According to TechTarget, “data archiving is the process of moving data that is no longer actively used to a separate storage device for long-term retention. Archive data consists of older data that remains important to the organization or must be retained for future reference or regulatory compliance reasons. Data archives are indexed and have search capabilities, so files can be located and retrieved.”
Reasons for archiving data include:
- Lower costs
- Improve performance
- Reduce backup time
- Achieve compliance
Click Procurement Examples for system shall statements.
Here’s some sample text to consider for your acquisition document:
The System must provide the ability for staff to specify archive and purging rules according to retention policies.
The System shall archive all data; including data used in the production system, audit data, inbound and outbound correspondence, attachments, notes, reports, and log files; in compliance with applicable data retention policies.
The System shall support note data retention and lifecycle including archival and purge criteria in compliance with applicable policies.
The System shall archive information in compliance with Federal and state retention policies.
The System shall maintain system data integrity when archiving information.
The System shall provide the ability for Staff to access archived data as part of normal system processing.
The System shall distinguish archived records and their archived status, and not allow such records to be updated.
The System shall monitor the archive process and report the success or failure of the archive.
The System shall allow staff to include or exclude archive databases when conducting searches.
The System shall provide the ability to create archive reports.
The System shall prevent an audit trail from being deleted except in compliance with defined record retention, purge, and archival criteria.

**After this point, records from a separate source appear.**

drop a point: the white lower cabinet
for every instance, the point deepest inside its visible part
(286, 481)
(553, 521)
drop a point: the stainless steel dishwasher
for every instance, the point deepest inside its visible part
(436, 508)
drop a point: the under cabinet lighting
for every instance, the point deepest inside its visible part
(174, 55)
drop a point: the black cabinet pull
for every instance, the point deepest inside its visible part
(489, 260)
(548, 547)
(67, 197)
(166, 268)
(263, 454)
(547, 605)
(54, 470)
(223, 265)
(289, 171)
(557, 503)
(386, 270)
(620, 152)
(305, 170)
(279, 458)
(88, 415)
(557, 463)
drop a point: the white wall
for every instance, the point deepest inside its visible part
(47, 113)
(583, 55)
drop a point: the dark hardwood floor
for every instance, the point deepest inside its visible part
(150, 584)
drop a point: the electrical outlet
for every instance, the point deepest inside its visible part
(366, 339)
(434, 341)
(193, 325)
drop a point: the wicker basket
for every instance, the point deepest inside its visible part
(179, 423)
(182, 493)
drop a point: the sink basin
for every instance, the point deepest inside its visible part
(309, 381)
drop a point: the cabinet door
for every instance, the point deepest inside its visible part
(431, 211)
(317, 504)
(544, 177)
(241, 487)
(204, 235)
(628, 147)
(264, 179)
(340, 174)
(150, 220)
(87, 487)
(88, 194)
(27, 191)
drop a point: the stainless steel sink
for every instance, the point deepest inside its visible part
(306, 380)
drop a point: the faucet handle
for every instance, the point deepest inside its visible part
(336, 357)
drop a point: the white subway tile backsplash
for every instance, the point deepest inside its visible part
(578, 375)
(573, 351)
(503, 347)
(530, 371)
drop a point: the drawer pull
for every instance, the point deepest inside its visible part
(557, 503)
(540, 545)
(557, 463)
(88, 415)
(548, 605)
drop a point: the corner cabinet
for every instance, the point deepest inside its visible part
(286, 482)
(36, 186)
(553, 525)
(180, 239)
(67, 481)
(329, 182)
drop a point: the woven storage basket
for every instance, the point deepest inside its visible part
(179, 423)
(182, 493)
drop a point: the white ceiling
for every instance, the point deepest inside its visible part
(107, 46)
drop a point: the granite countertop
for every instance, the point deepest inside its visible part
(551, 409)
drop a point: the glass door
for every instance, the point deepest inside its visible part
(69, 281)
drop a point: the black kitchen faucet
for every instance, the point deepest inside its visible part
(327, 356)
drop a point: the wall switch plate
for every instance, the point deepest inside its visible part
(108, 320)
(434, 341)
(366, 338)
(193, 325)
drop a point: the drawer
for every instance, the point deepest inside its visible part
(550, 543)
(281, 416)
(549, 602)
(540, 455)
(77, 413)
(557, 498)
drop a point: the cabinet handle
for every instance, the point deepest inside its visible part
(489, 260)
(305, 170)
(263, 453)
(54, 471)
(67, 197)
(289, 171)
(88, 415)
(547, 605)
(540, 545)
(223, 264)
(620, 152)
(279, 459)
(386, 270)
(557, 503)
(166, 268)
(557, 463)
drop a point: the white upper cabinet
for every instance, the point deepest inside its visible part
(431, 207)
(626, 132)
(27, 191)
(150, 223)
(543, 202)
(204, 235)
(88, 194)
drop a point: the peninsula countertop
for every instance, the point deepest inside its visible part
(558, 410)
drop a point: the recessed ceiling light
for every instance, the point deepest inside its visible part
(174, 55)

The System shall provide the ability for Staff to configure the archival period and criteria for the audit trail.
The System must archive data according to business rules and allow authorized users to reinstate and interact with archived data.
The Offeror must describe their data archiving functionality and whether archived data remains in the system in separate tables, remains in the productions tables but is flagged as “archived” so as to be ignored by regular operations, archived off to a separate system maintained by the Awarded Vendor, deleted entirely, or whether the vendor archives off to a separate system they expect to be developed and maintained by the Organization.

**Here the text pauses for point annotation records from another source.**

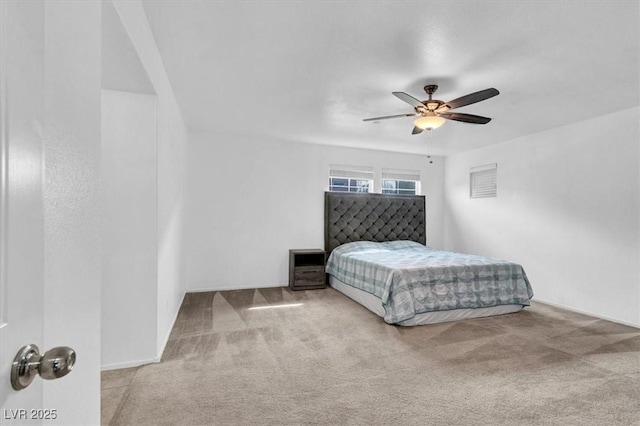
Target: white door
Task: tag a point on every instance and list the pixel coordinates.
(22, 226)
(50, 68)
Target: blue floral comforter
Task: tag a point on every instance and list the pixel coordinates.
(411, 279)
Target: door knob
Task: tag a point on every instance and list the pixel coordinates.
(28, 363)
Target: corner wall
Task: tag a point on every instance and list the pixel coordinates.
(250, 201)
(567, 210)
(171, 159)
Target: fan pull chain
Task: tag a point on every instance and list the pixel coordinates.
(430, 146)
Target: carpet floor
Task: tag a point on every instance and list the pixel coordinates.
(327, 360)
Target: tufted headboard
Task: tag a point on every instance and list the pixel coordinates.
(352, 216)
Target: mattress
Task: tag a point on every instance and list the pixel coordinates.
(410, 279)
(374, 304)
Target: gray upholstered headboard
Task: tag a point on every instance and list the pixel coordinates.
(356, 216)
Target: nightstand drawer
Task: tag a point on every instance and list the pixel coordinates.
(309, 276)
(306, 269)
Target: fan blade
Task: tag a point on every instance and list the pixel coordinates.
(469, 99)
(467, 118)
(408, 99)
(388, 116)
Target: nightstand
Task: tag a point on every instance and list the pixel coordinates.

The Offeror must describe how their solution will un-archive data from the existing legacy archive and the time to access archived data.
The System must identify archived records and not allow archived records to be updated.
The System must monitor the archive process and log the outcome including any errors.
The System must perform routine, at least quarterly, reviews of archived data to verify no loss of archived files and verify the ability to retrieve archived files.
What is the difference between data archiving and data backup?
Data archiving is the process of moving inactive data out of current production systems and into a separate storage device, until the end of a defined retention period, at which point the data is purged. Data backups are copies of production data that are stored either locally or at an offsite location. Backups are used to restore production data if it becomes corrupted or destroyed.
What is the difference between data archiving and data warehouse?
Data archiving is the process of moving inactive data out of current production systems and into a separate storage device, until the end of a defined retention period, at which point the data is purged. A data warehouse is a huge collection of data typically used to create reports, perform data analysis, and to support management decision-making.
What is the difference between data archiving and data purging?
Data archiving is the process of moving inactive data out of current production systems and into a separate storage device, until the end of a defined retention period, at which point the data is purged. Regulations exist that require many organizations to keep vast amounts of historical data for compliance with data retention policies. Data purging is the process of removing data that has reached the end of its defined retention period.